- Born: 1500 Geneva
- Died: 1537 (aged 36–37)

= Henriette Bonna =

Protestant activist

Henriette Bonna also known as Henriette Baudichon (c.1500-c.1537) was a Protestant activist from Geneva.

== Biography ==
Henriette Bonna was born around 1500 in Geneva. She was the daughter of councilor Aymon Bonna and was one of the elites of the city of Geneva.

On October 3, 1527, she married Jean de La Maisonneuve also known as Jean de Baudichon.

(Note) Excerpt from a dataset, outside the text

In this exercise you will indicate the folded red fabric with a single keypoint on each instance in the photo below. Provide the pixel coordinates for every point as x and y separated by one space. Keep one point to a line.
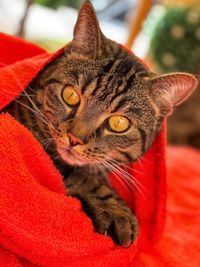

In a letter addressed to her husband, which has reached us, she feminizes her husband's name and signs Henriette Baudichone.

Bonna was involved in the conflicts that preceded the city's accession to the Reformation between 1535 and 1536. Bonna's political and religious stance is captured in judicial records, particularly during her husband's trial in Lyon for heresy. Witnesses testified that in Geneva, she openly demonstrated her opposition to Catholic practices. During a Corpus Christi procession, she reportedly stood at her window with her servant, spinning wool—a deliberate act of dissent against the Eucharist's veneration. She allegedly mocked the priests singing prayers and ridiculed the women in the procession. On another occasion, Bonna clashed with one of the witnesses, reportedly declaring her allegiance to the “Lutheran” cause and admitting her involvement in bringing Protestant preachers to the city.

Bonna died around 1537 in Geneva.

== Legacy ==4Bonna is depicted on a bas-relief of the International Monument to the Reformation.